Concerning whites, Davis told the crowd, “The rich, by siding with the party in power…will always be safe. Not so with the poor. Their all is suspended upon their superiority to the blacks…the social equality of their wives, daughters, and sons are all suspended and involved in this question.”

He told another audience, “Can anyone believe, does anyone hope, that the southern states in this confederacy will continue…to support the Union, to bear its burdens, in peace and in war, in a degree disproportioned to their numbers, if that very government is to be arrayed in hostility against an institution so interwoven with its interests, its domestic peace, and all its social relations?”

Callous Northern domination of the South was a theme that Davis would embrace all of his life, cleverly reminding people that the bedrock of the Constitution was the protection of the rights of the minority (slaveholders) against the will of the majority (non-slaveholders). “A moral crevasse has occurred; fanaticism and ignorance—political rivalry, sectional hate, strife for sectional dominion—have accumulated into a mighty flood and pour their turgid waters through the broken Constitution,” he argued.

Again and again in the 1850s, he told audiences that “I see nothing short of conquest on one side or submission on the other.”
In letters to friends, he referred to politicians from states north of the Mason-Dixon Line as “our northern aggressors.”

As early as 1851, he hinted at secession.
“The bitter waters [of North-South disagreement] have spread far and wide and as the torrent rolls on, it will acquire volume and velocity, from inexhaustible source of supply.
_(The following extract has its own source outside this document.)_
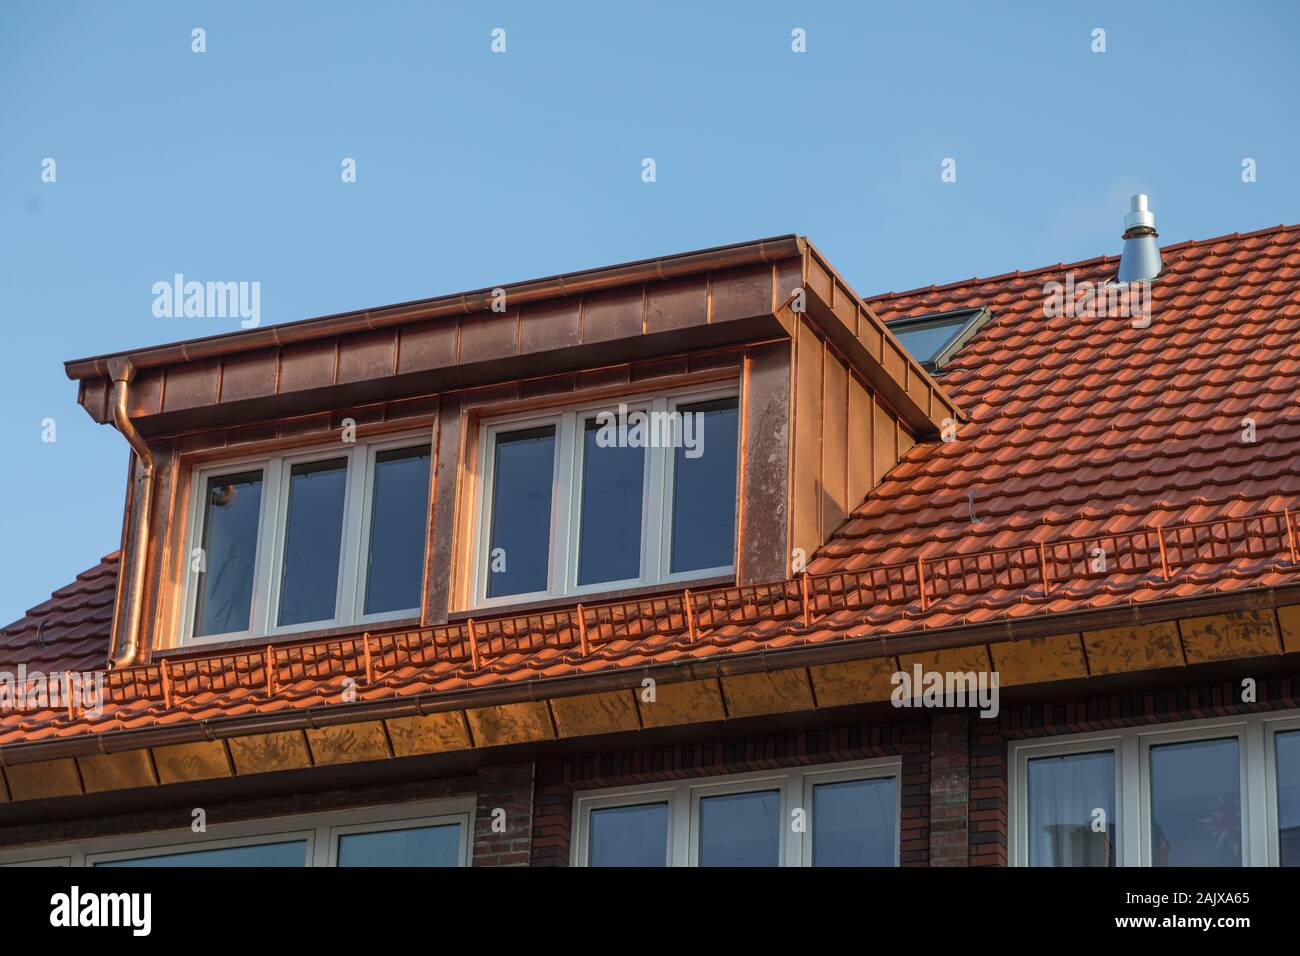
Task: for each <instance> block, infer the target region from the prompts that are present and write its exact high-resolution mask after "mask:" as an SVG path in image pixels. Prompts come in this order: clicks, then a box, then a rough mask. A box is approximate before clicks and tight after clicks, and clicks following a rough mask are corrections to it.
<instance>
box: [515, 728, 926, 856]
mask: <svg viewBox="0 0 1300 956" xmlns="http://www.w3.org/2000/svg"><path fill="white" fill-rule="evenodd" d="M894 754H897V756H900V757H901V758H902V780H901V787H902V792H901V795H900V799H901V803H902V823H901V826H902V831H901V834H900V838H901V853H902V864H904V865H905V866H924V865H926V864H927V860H928V855H930V812H931V808H930V795H928V793H930V726H928V721H923V719H922V721H906V722H904V721H898V722H891V723H879V724H862V726H849V727H839V728H835V730H823V731H809V732H806V734H790V735H780V736H754V737H740V739H723V740H711V741H703V743H698V744H690V745H681V747H666V748H650V749H643V750H625V752H617V753H603V754H598V756H593V757H581V758H571V760H560V761H550V762H542V763H538V765H537V787H536V791H534V800H533V840H532V862H533V865H534V866H568V862H569V847H571V839H572V825H573V821H572V814H573V795H575V793H576V792H577V791H582V790H599V788H602V787H624V786H629V784H637V783H655V782H663V780H680V779H686V778H693V777H708V775H716V774H741V773H749V771H753V770H771V769H784V767H794V766H811V765H818V763H828V762H839V761H850V760H868V758H872V757H888V756H894Z"/></svg>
When it becomes palpable to every man’s sense, that from the free states we have nothing to expect but eternal war upon the institution of slavery, I believe the southern people will awake and unite, not to preserve the Constitution, or the union, but to organize a government for themselves.”

He told friends that if that day came, the South would leave the Union peacefully, but added ominously that if the Northerners tried to stop the Southern states, “I will meet force with force!”

Davis was so angry at the passage of the Compromise that he left the Senate and went home to run for governor against a man who favored it to make his point. He misjudged not only the feeling of his fellow Mississippians, but the political climate. He lost.